第一回
书生意气书生事,佳人才气佳人淑。
从古秦驰道以北两里处有一个大村原,站在驰道望去,麦黄如芒连野,分野直接庄园,再顺庄北去九里处,是镇所,那也是个千年古衙口,曾为大汉功臣萧何食邑,这里故原沃土,是个仔细庄稼的大地,常年丰登,居天下膏腴。南去九里庄子叫崔庄,自洪武年一户崔姓生根在此,六百生息,至民国已是大户人家,豫东望族,单是崔姓已有七八百户,田产跨乡连镇,买卖流转五省,衙门口都仰望的大族。正是家大业大事也多,公子爷们,媳妇姑婆,哪有一刻能无事故,咱们要讲的故事,就从这开始吧。
真是好庄园,绕庄有一条人工河,在东西两头有寨头吊桥,河两岸杨柳。庄盘小道青砖铺,户户院院挂彩绸。浮莲水上鸭行迹,燕语雀鸣入春楼。好一个画中村郭。
庄盘子里住不下那么多人,就在村外又居不少户人家,有崔姓,也有杂姓,大多是伙计佃农,帮扶采卖,饲育牲畜人员,这天从庄里走出一个人来,四十几模样,满脸胡渣子。穿着粗布汗衫,撸着双袖,抱着膀子,卷起裤腿,一双破了几层的千层底。

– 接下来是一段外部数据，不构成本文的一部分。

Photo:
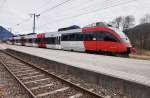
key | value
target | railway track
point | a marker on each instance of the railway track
(40, 83)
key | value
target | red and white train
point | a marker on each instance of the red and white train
(103, 39)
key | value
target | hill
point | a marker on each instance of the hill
(4, 34)
(140, 36)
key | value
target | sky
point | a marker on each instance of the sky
(16, 14)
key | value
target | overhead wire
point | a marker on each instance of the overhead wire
(48, 9)
(2, 4)
(93, 11)
(51, 8)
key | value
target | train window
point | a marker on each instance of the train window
(50, 40)
(79, 37)
(37, 40)
(88, 36)
(110, 37)
(105, 36)
(65, 37)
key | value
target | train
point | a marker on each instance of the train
(97, 37)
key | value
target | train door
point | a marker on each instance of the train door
(107, 42)
(90, 41)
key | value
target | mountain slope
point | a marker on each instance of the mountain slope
(4, 34)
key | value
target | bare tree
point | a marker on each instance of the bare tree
(145, 19)
(124, 22)
(128, 22)
(117, 22)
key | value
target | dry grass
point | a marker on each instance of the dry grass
(141, 54)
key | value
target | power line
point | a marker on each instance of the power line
(97, 10)
(22, 22)
(2, 4)
(49, 9)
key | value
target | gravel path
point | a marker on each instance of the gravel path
(9, 88)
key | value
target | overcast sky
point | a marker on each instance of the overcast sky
(74, 12)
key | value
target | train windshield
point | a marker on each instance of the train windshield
(122, 35)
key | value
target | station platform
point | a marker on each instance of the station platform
(123, 68)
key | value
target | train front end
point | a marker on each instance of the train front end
(125, 44)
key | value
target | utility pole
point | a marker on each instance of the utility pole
(34, 20)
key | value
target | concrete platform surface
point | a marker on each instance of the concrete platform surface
(124, 68)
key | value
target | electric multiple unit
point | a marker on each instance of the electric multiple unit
(103, 39)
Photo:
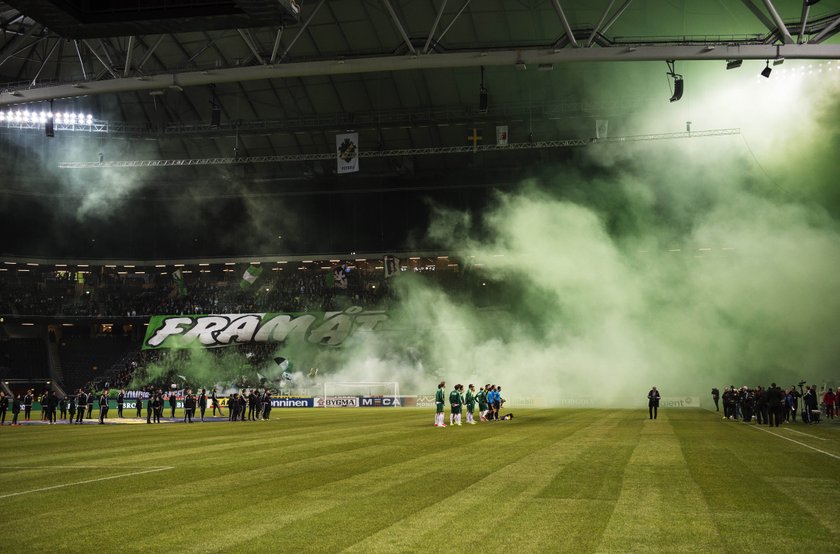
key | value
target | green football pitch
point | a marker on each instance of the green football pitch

出了吊桥,转弯往西走了百十米,路过打场囗,呵呵笑着边走边说:“周林哥,修理家什呢?”
在忙的几个汉子也都笑着打了招呼。
那蹲在地上的右拿着旱烟锅烧蚂蚁玩平头汉子,抬头看了一下,立起身也眯眯说着:“喔,顾兄弟,再隔十来天就打场垛垛了,整齐了家什先,麦忙不乱,也能省口气。您这是去?”
“哦,玉老爷来了信,说五月五前后到家,太爷让我去迎下子,顺面看看镇那上的几间门店,告诉几个老爷,麦收时都家来,做不完生意,也得顾着家情。”
周林听了,客情着:“太爷顾家,对外人又仁义,交待哥儿的事可别整丢了,先忙着吧,回来时到家去,咱弟兄弟俩,喝几盅。”
“感情好,感情好。先走了,您也忙着。”顾兄弟点着头笑着,顾兄弟,名叫苏子顾,是个不修边幅的学究,教习庄人识字,是主家信的着帮办。
不会儿走出庄里,在官道往北走去,边走边回视,看着身后来了一辆拉麻包骡车,转身来,摆手招呼:“伙计弟兄,搭段路饶的不。”
车夫顿了顿缰绳,骡子嚎嚎了两停了下来:“上来吧,我去曹庄,你去哪?”苏子顾在前辕木板坐上来,对车夫笑笑:“走吧,我去镇所,在曹庄口下就行,剩下二三里好走了,多谢哥儿照应着,哥儿这是哪拉的那些花生,升盘做店也用不了这多。”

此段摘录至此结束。